Terrorism on agenda as Obama hosts Southeast Asian leaders

With ISIS seeking a foothold in the region and Congress stalled on expanding trade ties, President Barack Obama convenes a desert retreat Monday with the heads of 10 Southeast Asian nations in a bid to demonstrate his commitment to the region in his waning days in office.

White House officials hope the first meeting on U.S. soil between the United States and the Association of Southeast Asian Nations, or ASEAN, will provide another legacy-boosting step for Obama, who has sought to foster ties with the group as a way to counter an increasingly assertive China.

He welcomes the leaders Monday afternoon to Sunnylands, the secluded midcentury estate outside Palm Springs, California. The setting is symbolic: Obama hosted Chinese President Xi Jinping at the site in 2013, his first formal session with the newly installed Premier.

Three years after that “shirtsleeves summit” — so-called because temperatures in the Coachella Valley rose to triple digits during Xi’s visit — Obama welcomes some of China’s antagonistic neighbors, riled in disputes with the continental powerhouse that they believe only the United States can help mitigate.

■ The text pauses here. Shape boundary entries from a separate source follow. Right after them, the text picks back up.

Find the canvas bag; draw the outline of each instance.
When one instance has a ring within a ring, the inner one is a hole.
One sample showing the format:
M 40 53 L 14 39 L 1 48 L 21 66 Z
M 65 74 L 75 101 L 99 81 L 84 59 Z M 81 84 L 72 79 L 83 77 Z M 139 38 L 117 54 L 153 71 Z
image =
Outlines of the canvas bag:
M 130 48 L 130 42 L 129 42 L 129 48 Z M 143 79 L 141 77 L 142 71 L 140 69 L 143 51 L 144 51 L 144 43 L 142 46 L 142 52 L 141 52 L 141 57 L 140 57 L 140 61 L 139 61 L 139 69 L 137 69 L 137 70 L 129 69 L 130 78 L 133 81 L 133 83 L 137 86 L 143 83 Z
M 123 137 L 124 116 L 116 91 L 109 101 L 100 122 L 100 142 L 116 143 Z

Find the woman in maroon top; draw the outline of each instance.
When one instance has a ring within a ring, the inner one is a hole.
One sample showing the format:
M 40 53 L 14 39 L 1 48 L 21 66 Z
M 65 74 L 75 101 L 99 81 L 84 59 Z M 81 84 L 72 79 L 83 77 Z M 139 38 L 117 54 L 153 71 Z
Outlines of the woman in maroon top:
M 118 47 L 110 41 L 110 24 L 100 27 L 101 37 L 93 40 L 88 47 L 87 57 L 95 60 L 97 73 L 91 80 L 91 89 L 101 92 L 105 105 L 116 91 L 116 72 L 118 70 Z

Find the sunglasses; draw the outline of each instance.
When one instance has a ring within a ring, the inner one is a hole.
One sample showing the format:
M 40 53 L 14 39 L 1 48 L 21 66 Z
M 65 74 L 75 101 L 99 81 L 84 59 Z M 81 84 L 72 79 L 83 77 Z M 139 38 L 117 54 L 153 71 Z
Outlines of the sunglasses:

Like much of his schedule these days, Obama’s trip to Rancho Mirage also looks to bolster a long-running aspect of his legacy agenda: rebalancing the country’s foreign policy eastward toward Asia.

It comes as the rest of the world begins to look beyond Obama to his potential successors and assess the next administration’s foreign policy.

“Everybody in the region is watching American politics. It’s better than the Super Bowl. Better than Beyonce,” said Patrick Cronin, senior director for the Asia-Pacific Security Program at the Center for a New American Security.

“They’re very worried about a downturn in U.S.-Southeast Asian relations — sure,” he continued. “But that’s all the more reason to get as much out of the current administration as you can.”

That includes seeing final approval of Obama’s Trans-Pacific Partnership trade deal, a major pillar of Obama’s presidential legacy. The Republican-led Congress has avoided action to ratify the pact and both Democratic presidential candidates have disapproved of it.

Obama hopes to drive home the benefits of the deal during this week’s summit, pointing to new labor regulations the deal would spur in countries like Vietnam, where conditions for workers are poor.

Administration aides have long cited the importance of “showing up” in managing relations with Asian nations, scheduling presidential trips to the continent every year of Obama’s tenure in a public show of commitment to the region.

Even as foreign policy challenges persisted in the Middle East, Obama’s aides stressed the importance of the leaders’ summits that form the backbone of U.S. ties to Asia.

“This will kick off, I think, a year of significant attention on the Asia-Pacific,” said Ben Rhodes, Obama’s deputy national security adviser, citing scheduled trips to Japan, China and Laos.

“By bringing all of these leaders here to the United States, to Sunnylands, we could both finalize what we want to get done in this last year in office, but also send the message going forward that we do believe there should be this level of engagement with Southeast Asia,” he said.

Like many U.S. engagements around the globe, the relationships in Southeast Asia have sometimes proven troublesome for Obama; autocratic rulers attending this week’s gathering include Thailand’s military chief, who led a junta to power in 2014, and Cambodia’s Prime Minister Hun Sen, whose rule most view as a dictatorship.

Even relationships that once seemed noncontroversial now appear questionable. Malaysian Prime Minister Najib Razak, with whom Obama played a round of golf in Hawaii last year, is accused of embezzling more than half-a-billion dollars from his country.

But U.S. officials say engagement, especially on efforts to combat terrorism, outstrips any potential benefits in cutting off relations.

A major terrorist attack in Indonesia last month underscored the threat ISIS and related groups pose in Southeast Asia, even as the focus remains on the fight in the Middle East.

Obama this week hopes to persuade leaders from affected nations — many of which have large but moderate Muslim populations — to cooperate with international law enforcement efforts to better track and prevent terrorist attacks and to more closely monitor potential ISIS recruits.

Cronin said even though some U.S. partners on the issue might be tainted, they were important to work with. He pointed to the corruption scandal around the Malaysian President, saying, “He’s wounded politically over corruption charges. We wish it were otherwise. But he’s an extremely important voice on dealing with stopping radicalization.”

Cronin continued, “There’s a rise of terror and radicalization. There’s a growing essential highway of trafficking going on of people and weapons and money from ISIS-controlled areas throughout parts of Southeast Asia. And this is something that has to be stopped.”